Frank Smithson looked older, his ambassador’s bearing intact but his face showing the strain of recent days.
When Sophie stood, still clutching her children in her arms, he came forward and embraced them without words.
She closed her eyes, breathing in his scent—the same aftershave he’d worn since she was small, a touchstone of stability.
“I’m sorry about Connor,” he said quietly against her hair. “I meant to tell you before.”
Sophie nodded against his shoulder.
Pierre hung back beside Bill, hands in his pockets, waiting.
When Sophie saw him, she set the kids down and walked over. She reached for him, pulling him into an embrace that marked, for everyone who witnessed it, a change in relationship status.
Pierre wrapped her close in his steady warmth; those easy tears came to her eyes again at the relief, the safety, the companionship and support of his hug.
“I’ve been terrified,” he murmured in her ear.
“It’s over now,” she whispered back. “All of it.”

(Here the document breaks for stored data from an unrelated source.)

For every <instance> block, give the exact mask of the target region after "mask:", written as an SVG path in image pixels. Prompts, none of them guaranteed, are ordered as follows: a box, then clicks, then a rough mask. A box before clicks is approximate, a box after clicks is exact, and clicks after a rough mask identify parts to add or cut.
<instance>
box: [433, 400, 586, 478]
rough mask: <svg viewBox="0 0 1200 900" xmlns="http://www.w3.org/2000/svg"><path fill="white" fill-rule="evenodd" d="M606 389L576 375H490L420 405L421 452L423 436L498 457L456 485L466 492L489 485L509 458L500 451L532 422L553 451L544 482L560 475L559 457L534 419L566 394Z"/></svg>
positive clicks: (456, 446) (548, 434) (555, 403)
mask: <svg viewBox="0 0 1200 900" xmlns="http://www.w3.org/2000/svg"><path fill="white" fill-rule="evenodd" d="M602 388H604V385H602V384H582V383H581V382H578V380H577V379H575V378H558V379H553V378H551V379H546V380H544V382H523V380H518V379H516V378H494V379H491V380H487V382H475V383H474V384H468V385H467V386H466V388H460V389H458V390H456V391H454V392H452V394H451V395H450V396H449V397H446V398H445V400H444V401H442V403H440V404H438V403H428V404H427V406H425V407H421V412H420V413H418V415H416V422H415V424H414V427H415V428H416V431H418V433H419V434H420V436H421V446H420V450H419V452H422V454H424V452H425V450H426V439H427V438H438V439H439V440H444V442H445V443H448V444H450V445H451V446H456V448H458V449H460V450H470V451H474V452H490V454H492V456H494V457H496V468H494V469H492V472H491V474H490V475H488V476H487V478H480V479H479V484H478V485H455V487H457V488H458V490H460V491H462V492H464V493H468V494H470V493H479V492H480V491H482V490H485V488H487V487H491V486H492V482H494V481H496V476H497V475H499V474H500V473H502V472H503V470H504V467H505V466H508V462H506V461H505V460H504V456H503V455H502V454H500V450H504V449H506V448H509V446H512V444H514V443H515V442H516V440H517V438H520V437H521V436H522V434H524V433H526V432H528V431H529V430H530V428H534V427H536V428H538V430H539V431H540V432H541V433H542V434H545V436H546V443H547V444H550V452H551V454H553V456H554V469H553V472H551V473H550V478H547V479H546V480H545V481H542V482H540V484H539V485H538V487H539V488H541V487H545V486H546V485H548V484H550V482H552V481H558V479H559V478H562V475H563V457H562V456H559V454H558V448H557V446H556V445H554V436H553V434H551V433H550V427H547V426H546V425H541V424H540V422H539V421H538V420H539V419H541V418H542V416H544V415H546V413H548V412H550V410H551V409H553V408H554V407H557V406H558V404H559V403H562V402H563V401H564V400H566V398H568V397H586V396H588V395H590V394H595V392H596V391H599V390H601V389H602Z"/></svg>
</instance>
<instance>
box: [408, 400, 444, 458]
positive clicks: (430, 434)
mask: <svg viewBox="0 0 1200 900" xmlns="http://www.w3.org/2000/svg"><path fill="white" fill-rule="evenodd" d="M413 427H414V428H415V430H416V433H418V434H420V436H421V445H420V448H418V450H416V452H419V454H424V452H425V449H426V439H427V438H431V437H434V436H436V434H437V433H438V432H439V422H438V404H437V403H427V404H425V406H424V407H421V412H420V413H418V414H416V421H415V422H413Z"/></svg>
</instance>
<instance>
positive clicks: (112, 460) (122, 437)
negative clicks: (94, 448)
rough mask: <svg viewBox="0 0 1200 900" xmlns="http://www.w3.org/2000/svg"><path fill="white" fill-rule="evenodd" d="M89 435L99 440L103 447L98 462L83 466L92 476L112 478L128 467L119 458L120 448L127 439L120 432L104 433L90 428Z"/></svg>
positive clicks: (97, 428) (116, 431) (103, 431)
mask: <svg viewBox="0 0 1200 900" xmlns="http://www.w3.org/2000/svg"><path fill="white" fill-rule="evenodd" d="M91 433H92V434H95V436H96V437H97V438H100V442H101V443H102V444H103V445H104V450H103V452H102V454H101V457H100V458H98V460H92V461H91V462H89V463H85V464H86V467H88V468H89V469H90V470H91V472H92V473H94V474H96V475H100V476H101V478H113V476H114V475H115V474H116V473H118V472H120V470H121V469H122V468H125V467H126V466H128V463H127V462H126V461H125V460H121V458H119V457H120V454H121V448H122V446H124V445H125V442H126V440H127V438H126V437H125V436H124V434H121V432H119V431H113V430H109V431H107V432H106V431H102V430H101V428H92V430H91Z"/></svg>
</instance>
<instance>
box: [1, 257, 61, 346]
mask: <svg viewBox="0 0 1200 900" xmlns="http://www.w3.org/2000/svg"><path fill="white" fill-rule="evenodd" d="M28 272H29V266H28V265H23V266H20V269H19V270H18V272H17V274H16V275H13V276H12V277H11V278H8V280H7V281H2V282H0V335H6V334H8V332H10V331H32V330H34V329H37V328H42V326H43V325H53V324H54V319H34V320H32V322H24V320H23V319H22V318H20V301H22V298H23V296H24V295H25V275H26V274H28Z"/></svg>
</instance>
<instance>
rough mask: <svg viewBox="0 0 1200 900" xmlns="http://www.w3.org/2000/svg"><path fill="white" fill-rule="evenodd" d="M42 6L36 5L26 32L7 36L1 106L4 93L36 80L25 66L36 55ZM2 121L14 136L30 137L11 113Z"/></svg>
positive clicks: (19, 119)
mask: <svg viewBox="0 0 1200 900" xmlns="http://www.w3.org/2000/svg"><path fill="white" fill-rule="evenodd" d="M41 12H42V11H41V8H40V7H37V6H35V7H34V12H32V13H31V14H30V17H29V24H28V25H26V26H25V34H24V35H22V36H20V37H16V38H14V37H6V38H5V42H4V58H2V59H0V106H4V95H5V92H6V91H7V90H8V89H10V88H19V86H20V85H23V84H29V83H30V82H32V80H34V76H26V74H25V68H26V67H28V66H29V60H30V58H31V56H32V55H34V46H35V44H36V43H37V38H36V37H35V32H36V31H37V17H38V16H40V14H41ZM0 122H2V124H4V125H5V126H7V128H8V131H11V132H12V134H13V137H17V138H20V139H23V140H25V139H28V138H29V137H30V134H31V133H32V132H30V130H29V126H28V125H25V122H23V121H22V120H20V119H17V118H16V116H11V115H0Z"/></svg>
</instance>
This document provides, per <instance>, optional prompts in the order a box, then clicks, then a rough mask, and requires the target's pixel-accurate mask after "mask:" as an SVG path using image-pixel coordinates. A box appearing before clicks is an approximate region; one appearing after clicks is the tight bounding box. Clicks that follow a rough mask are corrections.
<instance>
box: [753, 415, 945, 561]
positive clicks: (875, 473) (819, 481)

Frank cleared his throat after a moment, drawing their attention as he stepped away from greeting Malee. “I was hoping you all might be hungry. I made a reservation for all of us at the club. They have good hamburgers.”
“Pizza!” Sean yelled, getting a laugh as Armita took him by the hand.
Not to be outdone, Momi grasped her grandfather’s hand in both of hers. “I like burgers, Grandpa.”
Her father was still strong enough to swing her up into his arms. “I knew I could count on you, Little Bean.”
Standing there in the terminal, watching her patchwork collection of friends and family knit itself together, something shifted in Sophie’s chest.
This was what she’d been searching for. This. These people right here—and yes, a few ghosts too.